The statistical Jacobi approach to quantum dynamics
Anushya Chandran - Boston University
Event Details:
Location
Stanford
476 Lomita Mall
McCullough Building, Room 115
Stanford, CA 94305
United States
The push to build controllable and programmable quantum hardware has opened a new intermediate-scale time regime in strongly out-of-equilibrium systems. This regime can neither be treated by early-time techniques like perturbation theory, nor by late-time hydrodynamics/Boltzmann theories that assume local equilibration. Nevertheless, there are interesting qualitative phenomena in this time window. Energy may coherently oscillate, the system may be glassy, or be relaxing towards local equilibrium.

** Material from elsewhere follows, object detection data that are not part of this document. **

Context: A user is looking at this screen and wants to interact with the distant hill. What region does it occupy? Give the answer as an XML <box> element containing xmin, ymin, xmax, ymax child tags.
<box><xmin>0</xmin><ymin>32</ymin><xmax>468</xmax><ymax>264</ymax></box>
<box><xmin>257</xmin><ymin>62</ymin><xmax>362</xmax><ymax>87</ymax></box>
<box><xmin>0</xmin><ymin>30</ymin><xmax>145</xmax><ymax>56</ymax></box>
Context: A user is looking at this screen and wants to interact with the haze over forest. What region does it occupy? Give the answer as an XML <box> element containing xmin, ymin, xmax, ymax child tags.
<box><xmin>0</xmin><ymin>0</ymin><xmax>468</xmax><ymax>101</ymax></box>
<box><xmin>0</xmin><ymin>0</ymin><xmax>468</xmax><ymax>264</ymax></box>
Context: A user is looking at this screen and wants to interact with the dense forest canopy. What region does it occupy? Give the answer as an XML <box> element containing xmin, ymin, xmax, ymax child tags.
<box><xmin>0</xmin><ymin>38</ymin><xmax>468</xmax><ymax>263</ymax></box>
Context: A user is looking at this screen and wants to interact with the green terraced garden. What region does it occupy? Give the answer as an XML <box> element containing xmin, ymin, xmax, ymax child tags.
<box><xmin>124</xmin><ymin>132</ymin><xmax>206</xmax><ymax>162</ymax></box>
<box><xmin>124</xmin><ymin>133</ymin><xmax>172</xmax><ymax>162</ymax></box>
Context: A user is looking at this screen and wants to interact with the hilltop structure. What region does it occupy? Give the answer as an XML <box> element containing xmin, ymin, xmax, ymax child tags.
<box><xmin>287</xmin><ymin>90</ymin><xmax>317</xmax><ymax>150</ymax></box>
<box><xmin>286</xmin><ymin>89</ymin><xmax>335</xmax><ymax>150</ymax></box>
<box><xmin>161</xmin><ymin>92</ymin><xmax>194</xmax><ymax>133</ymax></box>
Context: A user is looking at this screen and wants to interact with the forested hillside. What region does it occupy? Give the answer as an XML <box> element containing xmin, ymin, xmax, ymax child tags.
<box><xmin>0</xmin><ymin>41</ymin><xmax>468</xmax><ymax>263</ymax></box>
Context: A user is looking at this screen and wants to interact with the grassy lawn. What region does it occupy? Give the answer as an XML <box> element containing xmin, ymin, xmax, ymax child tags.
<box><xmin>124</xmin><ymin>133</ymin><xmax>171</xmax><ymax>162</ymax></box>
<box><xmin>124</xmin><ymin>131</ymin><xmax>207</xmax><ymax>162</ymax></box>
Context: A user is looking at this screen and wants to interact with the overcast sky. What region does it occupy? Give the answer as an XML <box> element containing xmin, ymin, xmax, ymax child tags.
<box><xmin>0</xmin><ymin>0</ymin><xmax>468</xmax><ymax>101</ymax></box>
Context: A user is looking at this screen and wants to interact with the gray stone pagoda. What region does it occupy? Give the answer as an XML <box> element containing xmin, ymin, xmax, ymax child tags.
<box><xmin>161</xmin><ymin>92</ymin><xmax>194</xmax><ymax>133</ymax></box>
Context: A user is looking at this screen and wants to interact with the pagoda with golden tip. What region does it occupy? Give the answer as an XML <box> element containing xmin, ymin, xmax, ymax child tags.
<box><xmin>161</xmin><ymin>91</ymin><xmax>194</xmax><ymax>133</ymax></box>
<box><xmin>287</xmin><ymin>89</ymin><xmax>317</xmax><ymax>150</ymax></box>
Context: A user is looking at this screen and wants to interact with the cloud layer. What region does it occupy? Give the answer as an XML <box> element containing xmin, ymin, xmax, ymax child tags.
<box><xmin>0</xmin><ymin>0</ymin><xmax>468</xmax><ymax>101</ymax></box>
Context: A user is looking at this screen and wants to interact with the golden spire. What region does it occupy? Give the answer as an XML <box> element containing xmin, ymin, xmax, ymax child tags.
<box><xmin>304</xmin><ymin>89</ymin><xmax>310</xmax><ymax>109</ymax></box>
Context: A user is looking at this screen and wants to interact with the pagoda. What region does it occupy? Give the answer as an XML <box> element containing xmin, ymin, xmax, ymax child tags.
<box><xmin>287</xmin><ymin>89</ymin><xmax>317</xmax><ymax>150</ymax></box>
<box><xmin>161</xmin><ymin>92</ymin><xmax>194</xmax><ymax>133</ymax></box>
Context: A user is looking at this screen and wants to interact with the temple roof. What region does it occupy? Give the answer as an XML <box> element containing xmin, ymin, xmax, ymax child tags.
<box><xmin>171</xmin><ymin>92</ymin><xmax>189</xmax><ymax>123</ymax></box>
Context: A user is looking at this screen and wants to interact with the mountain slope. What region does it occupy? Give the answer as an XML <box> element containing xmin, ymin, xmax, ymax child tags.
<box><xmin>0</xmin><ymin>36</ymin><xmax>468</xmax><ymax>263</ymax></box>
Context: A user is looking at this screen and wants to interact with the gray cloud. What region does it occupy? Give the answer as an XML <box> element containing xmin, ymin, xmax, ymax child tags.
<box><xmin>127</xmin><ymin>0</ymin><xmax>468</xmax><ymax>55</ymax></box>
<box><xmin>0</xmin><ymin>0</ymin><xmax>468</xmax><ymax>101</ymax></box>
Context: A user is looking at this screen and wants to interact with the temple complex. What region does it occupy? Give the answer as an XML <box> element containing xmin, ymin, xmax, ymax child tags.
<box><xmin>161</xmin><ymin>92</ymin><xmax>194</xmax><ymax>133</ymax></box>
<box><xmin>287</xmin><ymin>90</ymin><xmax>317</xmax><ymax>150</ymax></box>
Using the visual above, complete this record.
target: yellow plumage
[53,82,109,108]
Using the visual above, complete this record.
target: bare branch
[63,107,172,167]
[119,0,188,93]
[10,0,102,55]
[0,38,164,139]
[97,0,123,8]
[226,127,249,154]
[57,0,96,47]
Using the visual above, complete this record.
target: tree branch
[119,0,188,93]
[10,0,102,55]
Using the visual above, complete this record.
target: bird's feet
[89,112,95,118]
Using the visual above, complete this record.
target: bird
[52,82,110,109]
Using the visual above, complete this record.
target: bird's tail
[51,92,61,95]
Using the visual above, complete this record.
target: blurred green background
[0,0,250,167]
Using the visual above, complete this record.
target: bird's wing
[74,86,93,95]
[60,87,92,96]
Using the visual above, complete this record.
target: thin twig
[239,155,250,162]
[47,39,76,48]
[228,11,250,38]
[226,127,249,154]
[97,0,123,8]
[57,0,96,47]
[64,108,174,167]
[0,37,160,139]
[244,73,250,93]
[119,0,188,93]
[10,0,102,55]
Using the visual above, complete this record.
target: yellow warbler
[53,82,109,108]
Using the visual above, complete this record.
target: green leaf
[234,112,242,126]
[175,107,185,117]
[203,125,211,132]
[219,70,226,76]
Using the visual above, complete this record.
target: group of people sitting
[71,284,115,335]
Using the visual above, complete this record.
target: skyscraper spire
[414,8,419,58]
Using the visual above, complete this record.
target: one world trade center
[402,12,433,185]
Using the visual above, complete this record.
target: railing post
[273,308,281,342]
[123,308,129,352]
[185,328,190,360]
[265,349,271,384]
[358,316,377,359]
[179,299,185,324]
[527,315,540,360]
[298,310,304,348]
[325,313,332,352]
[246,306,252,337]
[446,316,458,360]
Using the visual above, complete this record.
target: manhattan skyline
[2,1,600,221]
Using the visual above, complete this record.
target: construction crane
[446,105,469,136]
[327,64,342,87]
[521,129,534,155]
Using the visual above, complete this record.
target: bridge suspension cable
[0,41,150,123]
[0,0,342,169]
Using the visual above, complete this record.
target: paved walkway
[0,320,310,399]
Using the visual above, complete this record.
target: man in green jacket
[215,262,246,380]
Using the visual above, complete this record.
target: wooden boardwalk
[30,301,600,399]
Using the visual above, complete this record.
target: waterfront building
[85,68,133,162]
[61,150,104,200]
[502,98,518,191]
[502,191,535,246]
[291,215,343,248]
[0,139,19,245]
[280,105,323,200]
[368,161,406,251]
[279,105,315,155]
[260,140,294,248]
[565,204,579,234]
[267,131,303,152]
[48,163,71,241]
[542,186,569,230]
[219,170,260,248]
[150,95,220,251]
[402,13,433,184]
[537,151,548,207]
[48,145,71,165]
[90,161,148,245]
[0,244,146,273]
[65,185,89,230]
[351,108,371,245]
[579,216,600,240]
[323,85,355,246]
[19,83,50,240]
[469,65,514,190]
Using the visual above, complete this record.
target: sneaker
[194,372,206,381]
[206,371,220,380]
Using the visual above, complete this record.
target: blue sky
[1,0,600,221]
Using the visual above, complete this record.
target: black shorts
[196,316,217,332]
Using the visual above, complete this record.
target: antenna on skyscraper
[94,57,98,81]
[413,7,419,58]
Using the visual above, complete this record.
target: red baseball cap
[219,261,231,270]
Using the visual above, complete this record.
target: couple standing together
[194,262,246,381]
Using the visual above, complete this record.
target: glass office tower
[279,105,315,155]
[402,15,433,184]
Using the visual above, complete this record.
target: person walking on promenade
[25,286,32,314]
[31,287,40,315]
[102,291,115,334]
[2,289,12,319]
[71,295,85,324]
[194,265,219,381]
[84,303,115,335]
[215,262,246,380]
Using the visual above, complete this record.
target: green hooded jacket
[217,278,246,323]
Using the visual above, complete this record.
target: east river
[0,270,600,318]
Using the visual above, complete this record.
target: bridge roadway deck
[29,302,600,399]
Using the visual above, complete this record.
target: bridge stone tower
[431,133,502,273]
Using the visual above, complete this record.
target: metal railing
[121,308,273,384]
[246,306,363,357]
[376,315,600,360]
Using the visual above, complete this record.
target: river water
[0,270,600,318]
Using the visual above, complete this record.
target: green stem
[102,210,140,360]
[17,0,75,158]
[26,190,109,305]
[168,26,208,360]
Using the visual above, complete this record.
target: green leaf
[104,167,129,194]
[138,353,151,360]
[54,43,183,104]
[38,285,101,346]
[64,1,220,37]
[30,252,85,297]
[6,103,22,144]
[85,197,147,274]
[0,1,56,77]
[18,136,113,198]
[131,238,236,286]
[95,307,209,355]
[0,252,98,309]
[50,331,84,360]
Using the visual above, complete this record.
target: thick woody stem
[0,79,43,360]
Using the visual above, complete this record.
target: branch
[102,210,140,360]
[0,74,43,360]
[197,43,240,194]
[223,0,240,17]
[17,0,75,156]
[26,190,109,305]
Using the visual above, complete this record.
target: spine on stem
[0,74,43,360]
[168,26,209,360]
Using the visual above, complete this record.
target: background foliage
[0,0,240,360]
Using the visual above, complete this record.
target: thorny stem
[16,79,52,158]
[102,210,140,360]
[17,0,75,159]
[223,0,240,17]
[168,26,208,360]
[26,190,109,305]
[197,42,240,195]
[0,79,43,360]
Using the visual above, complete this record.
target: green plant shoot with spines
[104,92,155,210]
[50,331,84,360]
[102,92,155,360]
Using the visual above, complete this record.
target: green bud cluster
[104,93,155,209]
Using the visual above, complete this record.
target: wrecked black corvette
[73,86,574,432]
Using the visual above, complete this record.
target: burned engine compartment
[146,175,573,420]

I propose that the "statistical Jacobi approximation" (SJA) provides a predictive description of the intermediate time regime, and give two examples. The setting for the first is glassy, nearly many-body localized systems with strong spatial inhomogeneity. The SJA reveals that effective two-level systems resonate and cause dynamics, and predicts stretched exponential decay of local observables in the intermediate time regime. The second example is in strongly interacting and well-thermalizing systems, where the SJA reconstructs spectral functions and predicts relaxation rates beyond Fermi's golden rule. I will conclude with thoughts on applications in driven and open systems, and to localization transitions.